Dahal then ensures that the Indian Embassy letter asking the Nepali government not to stop its contingents of fruits and vegetables is leaked online before it comes to the notice of the prime minister. How content must he have felt to make PM Oli helplessly admit of being kept in the dark by his own officials! Dahal’s proxies in the NCP then invite the son of the Venezuelan dictator Nicolas Maduro to Nepal, even as the Venezuelan government is under American sanctions for its anti-democratic activities. With Dahal expertly hiding his tracks, the ‘clueless’ government of Oli is again blamed.

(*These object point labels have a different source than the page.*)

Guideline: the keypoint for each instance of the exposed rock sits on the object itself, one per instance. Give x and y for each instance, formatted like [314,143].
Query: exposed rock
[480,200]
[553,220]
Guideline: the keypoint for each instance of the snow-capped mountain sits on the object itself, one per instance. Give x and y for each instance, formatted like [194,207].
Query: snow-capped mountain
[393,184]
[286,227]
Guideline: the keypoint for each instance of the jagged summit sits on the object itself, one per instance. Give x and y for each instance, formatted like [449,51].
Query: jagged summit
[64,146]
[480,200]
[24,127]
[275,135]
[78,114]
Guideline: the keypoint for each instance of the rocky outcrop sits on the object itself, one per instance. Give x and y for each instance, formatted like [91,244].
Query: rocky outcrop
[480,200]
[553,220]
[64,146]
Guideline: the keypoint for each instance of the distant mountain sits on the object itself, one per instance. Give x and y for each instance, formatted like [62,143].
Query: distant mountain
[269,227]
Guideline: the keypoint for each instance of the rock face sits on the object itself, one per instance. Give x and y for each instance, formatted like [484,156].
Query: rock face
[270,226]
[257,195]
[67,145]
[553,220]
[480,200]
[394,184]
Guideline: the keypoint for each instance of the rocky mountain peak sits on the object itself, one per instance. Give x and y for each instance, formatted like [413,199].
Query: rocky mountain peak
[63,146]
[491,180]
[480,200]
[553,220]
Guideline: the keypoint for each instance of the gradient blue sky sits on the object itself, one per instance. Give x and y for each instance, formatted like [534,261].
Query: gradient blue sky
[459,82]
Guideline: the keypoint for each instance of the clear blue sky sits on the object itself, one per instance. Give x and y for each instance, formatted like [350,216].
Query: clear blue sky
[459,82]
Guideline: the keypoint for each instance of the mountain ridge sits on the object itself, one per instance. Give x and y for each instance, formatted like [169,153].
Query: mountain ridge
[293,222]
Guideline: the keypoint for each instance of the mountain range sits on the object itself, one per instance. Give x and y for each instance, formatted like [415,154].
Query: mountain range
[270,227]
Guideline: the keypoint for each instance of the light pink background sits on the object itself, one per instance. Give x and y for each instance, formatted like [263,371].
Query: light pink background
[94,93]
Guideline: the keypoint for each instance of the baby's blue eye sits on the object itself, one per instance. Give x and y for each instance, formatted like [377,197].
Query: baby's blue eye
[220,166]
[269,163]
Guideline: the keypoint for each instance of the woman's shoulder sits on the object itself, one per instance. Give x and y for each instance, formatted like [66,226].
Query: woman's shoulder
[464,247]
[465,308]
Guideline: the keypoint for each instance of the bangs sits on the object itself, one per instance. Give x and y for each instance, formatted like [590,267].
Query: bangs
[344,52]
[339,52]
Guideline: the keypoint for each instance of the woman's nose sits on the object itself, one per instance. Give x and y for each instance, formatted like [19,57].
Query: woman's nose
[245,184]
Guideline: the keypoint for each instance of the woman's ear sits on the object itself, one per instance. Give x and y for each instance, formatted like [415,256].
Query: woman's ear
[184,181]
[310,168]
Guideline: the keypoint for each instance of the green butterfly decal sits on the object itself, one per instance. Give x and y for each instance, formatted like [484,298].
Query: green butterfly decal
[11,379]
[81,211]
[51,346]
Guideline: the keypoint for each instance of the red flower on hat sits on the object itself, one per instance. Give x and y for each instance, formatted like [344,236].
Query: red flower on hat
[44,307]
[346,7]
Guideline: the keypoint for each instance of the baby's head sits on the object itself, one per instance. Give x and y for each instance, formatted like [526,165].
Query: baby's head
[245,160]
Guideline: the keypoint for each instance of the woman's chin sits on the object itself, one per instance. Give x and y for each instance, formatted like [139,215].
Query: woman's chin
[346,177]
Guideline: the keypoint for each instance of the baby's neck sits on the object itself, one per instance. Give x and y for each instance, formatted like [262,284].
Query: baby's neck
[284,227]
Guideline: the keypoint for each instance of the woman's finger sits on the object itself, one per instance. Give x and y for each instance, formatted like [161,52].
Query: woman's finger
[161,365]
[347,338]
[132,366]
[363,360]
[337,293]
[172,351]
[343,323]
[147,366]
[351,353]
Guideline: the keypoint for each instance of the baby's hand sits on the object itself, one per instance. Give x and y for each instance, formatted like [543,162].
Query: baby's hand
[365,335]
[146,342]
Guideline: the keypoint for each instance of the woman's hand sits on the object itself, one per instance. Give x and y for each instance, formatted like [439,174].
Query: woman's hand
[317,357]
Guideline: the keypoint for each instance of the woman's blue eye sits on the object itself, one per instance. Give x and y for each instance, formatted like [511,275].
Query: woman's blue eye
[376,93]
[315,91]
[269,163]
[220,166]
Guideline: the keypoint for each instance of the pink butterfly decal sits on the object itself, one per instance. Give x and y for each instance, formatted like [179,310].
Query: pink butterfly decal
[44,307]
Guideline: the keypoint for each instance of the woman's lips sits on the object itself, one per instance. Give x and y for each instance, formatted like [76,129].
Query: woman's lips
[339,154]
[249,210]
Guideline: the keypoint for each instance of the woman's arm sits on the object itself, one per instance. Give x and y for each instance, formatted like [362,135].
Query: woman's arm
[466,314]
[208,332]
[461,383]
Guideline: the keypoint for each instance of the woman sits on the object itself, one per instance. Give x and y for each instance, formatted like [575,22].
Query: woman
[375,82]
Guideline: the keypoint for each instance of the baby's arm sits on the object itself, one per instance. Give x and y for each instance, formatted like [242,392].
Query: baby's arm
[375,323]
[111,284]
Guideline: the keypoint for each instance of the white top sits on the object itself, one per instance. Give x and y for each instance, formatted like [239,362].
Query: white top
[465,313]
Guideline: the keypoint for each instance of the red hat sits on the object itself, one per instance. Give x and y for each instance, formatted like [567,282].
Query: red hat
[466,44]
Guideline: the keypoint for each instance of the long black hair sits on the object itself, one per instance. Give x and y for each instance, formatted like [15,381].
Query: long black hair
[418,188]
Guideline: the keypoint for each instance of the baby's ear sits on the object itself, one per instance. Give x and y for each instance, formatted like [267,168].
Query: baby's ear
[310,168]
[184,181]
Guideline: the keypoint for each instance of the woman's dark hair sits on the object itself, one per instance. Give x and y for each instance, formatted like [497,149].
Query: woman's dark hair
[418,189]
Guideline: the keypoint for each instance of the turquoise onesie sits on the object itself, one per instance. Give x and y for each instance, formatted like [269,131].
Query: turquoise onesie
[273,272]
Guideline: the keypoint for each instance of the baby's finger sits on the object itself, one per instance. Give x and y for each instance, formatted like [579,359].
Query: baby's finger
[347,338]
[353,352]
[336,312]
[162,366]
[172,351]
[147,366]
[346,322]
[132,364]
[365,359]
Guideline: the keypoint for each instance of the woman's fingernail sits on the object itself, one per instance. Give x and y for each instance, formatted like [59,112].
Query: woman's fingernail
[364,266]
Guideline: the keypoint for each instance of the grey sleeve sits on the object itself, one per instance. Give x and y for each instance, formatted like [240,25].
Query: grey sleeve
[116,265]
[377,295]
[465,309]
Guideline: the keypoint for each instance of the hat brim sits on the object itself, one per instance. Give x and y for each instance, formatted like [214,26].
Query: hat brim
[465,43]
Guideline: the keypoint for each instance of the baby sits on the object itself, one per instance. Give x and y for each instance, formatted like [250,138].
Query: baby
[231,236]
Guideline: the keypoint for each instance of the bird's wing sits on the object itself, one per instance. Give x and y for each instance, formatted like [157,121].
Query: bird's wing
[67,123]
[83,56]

The former Maoist supremo has already alerted the Indian establishment that Oli is merely warming the PM’s seat and it is only a matter of time before he gets his turn. Of course, he had to reiterate this right on the eve of PM Oli’s New Delhi visit to take part in Narendra Modi’s second swearing-in as prime minister. His message to the Chinese is as self-serving: on becoming the prime minister in 2009, he was someone who dared visit China before India. Which other Nepali leader could take such a monumental risk to show his fealty?
Oli knows Dahal is a wily old fox. But so is the blockade-busting prime minister. With Dahal determined to play hardball, Oli is also dilly dallying on a quick settlement of war-time human rights cases. Oli is aware that so long as the peace process is incomplete, Dahal will always have to look over his soldiers whenever he ventures out of the country. Former child soldier Lenin Bista has been quite successful in convincing the Europeans in particular that ex-Maoist commanders like Dahal and Baburam Bhattarai are ‘war criminals’.
Expect a lot of political churn when Chinese President Xi comes to town later this year. The Indians have already gotten a whiff of his prospective visit and they are not pleased. The government, meanwhile, wants to complete homework on at least a few big-ticket projects for President Xi to sign. Till date the Oli government has made no bones about its proximity to China and its wholesale acceptance of the BRI framework. India—ever skeptical of any western presence in its traditional sphere of influence but also increasingly of Chinese inroads here—is still trying to work its modus vivendi on the roles of the two powers in this region. Xi’s visit could just tip the balance in the favor of the Americans.
With the Chinese president’s visit likely to open new fault-lines in Nepali geopolitics, Dahal may soon get to play another of his dirty tricks to boot Oli out of power.